July 21, 2012
Farm Alley in Lagunitas hosted a beautiful week of ‘from the ground-up’ textile education, with special surprise visits from some of our local Fibershed talent! We all loved the cashmere goats, who romped around with the children all week and received so many formal names its hard to say what the children decided on. I think this little one ended up as ‘Carmel’. The goats came from Mary Pettis-Sarley’s ranch for our week of fiber education.
We also had a visit from ‘Peter’ the very relaxed and easy going angora rabbit, who was given a ride to camp by his farmer, Allison Arnold. Peter relaxed in the shade of the oak grove and enjoyed a stream of loving caresses and hair brushing.
Katherine Jolda came to our textile camp too and showed the children how to ride her bicycle powered drum carder. After creating a beautiful combed batt of wool from locally raised sheep the children learned to felt the fiber into small patches.
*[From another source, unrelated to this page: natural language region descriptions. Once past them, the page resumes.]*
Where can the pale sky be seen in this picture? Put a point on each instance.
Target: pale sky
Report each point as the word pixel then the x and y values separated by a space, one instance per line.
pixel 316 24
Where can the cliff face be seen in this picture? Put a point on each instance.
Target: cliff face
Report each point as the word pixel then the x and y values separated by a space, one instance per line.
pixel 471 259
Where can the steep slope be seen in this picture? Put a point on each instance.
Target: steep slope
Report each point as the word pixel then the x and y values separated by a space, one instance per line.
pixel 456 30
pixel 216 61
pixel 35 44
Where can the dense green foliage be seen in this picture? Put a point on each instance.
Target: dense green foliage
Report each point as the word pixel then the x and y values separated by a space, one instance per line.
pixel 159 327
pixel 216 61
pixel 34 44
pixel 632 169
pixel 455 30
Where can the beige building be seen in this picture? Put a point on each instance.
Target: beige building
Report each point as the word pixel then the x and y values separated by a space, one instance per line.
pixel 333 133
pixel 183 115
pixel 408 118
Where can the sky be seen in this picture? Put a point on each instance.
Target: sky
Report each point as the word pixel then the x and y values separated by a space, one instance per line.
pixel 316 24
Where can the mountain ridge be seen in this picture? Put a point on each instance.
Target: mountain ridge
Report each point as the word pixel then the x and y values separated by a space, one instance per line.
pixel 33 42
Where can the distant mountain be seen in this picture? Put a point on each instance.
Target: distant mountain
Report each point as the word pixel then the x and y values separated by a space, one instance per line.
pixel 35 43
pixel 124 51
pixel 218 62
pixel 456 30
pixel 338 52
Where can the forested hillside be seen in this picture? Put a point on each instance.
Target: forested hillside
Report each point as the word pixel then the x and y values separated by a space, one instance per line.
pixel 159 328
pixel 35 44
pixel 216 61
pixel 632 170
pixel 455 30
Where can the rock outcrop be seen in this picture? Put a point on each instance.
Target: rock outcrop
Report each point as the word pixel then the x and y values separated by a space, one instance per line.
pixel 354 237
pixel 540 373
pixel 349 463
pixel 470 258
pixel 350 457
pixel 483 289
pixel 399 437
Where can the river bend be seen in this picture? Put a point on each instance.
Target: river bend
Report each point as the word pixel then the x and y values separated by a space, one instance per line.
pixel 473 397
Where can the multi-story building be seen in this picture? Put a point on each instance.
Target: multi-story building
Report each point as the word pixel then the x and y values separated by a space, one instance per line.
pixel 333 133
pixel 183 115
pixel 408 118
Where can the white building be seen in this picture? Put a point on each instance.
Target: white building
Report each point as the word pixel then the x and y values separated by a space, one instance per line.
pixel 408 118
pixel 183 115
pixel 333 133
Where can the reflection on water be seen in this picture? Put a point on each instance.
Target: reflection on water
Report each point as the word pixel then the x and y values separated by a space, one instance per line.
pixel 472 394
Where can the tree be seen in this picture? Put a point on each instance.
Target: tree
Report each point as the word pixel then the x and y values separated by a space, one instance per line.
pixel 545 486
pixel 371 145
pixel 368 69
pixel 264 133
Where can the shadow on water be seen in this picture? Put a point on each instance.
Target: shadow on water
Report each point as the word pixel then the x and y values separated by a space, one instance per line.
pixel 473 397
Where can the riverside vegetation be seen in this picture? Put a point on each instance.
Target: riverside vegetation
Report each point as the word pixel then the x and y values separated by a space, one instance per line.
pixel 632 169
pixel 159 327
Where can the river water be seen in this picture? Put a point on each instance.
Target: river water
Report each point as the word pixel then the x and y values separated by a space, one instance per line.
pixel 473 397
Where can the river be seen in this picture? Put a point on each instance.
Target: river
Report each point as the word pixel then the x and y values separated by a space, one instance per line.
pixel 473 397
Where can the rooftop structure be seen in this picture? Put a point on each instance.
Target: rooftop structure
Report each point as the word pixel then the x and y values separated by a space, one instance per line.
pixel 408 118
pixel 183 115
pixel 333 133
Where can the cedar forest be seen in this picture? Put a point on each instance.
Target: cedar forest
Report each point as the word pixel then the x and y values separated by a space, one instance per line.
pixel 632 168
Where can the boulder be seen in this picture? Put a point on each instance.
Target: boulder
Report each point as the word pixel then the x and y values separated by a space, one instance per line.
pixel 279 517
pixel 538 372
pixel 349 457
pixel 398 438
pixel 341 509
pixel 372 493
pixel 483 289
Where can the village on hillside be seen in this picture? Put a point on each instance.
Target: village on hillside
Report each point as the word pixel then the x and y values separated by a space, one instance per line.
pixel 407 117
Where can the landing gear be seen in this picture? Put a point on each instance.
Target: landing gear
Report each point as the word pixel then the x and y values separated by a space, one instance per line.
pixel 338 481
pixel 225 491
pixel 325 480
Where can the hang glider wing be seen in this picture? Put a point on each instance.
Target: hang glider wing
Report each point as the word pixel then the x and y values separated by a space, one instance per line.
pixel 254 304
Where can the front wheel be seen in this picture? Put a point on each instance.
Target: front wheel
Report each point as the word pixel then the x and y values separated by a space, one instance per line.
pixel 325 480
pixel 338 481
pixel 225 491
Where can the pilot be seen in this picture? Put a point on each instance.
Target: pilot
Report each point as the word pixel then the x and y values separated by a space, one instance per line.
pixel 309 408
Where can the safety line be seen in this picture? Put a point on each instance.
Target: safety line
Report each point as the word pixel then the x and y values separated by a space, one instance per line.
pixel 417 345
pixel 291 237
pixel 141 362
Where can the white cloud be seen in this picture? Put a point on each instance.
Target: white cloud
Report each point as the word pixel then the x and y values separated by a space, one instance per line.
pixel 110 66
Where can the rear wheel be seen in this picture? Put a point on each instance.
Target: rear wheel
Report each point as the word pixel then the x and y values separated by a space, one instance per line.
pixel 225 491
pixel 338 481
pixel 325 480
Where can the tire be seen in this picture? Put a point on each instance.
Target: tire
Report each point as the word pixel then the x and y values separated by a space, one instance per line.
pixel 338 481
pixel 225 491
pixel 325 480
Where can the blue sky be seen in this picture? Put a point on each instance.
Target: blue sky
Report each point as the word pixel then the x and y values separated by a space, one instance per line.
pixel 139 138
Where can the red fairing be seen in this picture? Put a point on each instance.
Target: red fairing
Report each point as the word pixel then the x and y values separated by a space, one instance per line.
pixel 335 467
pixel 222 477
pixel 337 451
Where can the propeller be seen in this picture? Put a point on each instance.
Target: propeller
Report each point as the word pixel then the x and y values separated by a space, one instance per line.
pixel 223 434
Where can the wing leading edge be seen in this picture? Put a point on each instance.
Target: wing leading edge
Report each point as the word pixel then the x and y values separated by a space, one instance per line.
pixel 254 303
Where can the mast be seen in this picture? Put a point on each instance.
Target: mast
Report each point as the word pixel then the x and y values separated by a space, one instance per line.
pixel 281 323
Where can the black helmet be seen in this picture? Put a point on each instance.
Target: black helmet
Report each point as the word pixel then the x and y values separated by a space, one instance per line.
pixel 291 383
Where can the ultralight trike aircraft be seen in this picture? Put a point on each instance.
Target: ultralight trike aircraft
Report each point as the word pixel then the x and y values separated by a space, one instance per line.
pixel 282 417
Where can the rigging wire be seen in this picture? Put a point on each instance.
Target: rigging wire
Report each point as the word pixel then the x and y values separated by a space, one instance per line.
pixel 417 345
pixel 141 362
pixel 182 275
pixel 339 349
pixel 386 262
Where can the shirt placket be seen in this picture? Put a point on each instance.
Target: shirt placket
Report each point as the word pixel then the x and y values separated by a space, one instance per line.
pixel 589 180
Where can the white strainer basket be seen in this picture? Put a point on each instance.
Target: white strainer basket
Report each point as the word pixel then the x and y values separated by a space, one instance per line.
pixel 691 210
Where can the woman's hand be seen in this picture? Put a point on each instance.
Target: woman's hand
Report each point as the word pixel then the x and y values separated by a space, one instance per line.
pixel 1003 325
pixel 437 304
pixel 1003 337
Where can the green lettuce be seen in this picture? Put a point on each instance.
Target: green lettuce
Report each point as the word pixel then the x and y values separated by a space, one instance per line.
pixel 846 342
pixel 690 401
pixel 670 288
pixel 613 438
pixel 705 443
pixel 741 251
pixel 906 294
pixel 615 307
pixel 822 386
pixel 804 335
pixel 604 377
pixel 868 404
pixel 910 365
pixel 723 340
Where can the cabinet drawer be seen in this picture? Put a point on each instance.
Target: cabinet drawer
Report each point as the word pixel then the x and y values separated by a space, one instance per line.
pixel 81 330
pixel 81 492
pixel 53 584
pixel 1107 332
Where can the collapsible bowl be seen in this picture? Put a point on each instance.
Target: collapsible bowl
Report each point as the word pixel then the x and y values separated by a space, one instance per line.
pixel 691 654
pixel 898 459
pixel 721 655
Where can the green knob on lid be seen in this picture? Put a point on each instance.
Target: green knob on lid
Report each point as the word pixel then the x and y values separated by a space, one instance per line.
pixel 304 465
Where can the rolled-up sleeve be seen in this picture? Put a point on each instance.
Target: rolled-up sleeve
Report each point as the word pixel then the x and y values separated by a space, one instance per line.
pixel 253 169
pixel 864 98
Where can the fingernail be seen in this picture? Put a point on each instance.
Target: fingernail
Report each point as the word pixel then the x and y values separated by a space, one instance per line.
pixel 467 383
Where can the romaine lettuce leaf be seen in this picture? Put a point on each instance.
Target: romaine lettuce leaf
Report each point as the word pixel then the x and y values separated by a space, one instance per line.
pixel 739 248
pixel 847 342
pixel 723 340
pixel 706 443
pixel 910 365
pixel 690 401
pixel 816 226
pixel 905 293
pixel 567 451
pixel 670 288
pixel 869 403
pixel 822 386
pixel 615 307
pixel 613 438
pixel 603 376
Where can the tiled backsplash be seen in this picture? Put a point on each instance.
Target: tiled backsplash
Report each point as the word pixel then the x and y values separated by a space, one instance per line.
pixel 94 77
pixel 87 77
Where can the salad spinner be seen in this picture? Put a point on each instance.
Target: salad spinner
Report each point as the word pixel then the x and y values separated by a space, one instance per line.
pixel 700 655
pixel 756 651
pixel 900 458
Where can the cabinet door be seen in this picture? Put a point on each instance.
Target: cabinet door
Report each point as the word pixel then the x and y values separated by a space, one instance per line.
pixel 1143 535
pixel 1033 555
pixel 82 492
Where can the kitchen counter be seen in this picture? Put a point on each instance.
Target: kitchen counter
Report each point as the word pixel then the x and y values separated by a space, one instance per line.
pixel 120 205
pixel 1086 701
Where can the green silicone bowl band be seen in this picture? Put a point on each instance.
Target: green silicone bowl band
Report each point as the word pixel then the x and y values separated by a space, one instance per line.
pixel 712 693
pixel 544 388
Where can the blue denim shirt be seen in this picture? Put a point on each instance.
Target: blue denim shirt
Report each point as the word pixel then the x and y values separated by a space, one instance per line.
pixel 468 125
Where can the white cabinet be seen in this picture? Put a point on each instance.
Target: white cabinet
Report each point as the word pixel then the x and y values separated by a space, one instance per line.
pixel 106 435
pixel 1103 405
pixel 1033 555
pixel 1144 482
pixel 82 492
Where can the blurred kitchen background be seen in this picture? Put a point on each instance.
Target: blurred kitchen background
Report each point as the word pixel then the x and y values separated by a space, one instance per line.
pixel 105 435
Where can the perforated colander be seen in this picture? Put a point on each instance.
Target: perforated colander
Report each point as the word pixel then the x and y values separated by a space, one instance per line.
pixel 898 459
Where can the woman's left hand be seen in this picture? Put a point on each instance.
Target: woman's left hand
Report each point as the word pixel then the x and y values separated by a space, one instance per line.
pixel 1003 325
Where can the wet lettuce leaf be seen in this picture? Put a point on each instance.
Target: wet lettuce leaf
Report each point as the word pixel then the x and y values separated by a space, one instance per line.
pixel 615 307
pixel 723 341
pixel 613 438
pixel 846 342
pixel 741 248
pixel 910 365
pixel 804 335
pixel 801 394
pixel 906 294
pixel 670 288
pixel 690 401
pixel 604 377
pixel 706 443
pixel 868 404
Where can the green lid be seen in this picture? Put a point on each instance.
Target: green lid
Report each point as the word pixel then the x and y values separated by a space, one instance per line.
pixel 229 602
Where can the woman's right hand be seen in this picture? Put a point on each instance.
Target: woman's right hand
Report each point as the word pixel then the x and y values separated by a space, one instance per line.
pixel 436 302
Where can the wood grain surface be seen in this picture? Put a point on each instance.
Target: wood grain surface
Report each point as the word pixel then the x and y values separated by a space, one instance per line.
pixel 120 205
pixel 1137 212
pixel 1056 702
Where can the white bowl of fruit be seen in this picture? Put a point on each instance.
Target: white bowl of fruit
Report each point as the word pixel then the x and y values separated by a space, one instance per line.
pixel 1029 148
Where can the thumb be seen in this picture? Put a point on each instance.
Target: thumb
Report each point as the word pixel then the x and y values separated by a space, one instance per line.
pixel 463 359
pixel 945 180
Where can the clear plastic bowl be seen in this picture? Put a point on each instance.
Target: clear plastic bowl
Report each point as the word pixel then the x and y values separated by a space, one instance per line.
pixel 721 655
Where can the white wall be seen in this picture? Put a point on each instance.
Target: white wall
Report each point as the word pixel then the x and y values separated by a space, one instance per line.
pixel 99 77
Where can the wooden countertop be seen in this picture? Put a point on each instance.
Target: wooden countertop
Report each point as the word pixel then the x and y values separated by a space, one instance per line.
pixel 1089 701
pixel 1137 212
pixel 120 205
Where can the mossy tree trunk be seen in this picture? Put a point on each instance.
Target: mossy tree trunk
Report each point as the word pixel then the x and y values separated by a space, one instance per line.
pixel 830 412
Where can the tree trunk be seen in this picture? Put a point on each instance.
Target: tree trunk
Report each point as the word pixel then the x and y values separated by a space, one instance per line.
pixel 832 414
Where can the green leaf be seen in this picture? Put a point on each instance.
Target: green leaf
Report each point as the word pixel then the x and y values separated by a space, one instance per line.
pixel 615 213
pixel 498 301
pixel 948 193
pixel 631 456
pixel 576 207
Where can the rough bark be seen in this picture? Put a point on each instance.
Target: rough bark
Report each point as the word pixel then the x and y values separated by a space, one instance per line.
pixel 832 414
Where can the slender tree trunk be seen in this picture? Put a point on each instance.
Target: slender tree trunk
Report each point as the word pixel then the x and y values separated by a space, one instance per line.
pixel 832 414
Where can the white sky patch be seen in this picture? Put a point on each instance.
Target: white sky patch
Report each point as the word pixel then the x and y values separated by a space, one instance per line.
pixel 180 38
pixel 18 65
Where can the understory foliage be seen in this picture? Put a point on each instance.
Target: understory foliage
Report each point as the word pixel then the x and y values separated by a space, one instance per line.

We harvested dye plants from our meandering wall of coreopsis that runs through an acre of meadow, like a curving water-way.
The children harvested enough to dye their sample fabrics and shirts.
They made bean bags with designer Amber Steinhauer from elder, black walnut, fennel and coreopsis dyed fabrics…
We created an impromptu form of ‘cornhole’ although we didn’t exactly have it set up in the traditional sense, everyone loved keeping score and tossing their homemade bean bags.
We kept the dye vats running over several days for the children to create and explore with. Each color was generated by the children’s own work to process the plants.
Everyone enjoyed squishing elderberries between their fingers.. hammering the fallen walnut shells, and chopping up the long fennel stalks.
Kid goats and kid humans make great companions.
Our final day was spent making paper from old jeans and T-shirts with paper maker Michelle Wilson.. (the final chapter of our textile story). “From the ground up textiles” have many lives. The children were excited to see an alternative to making paper from trees.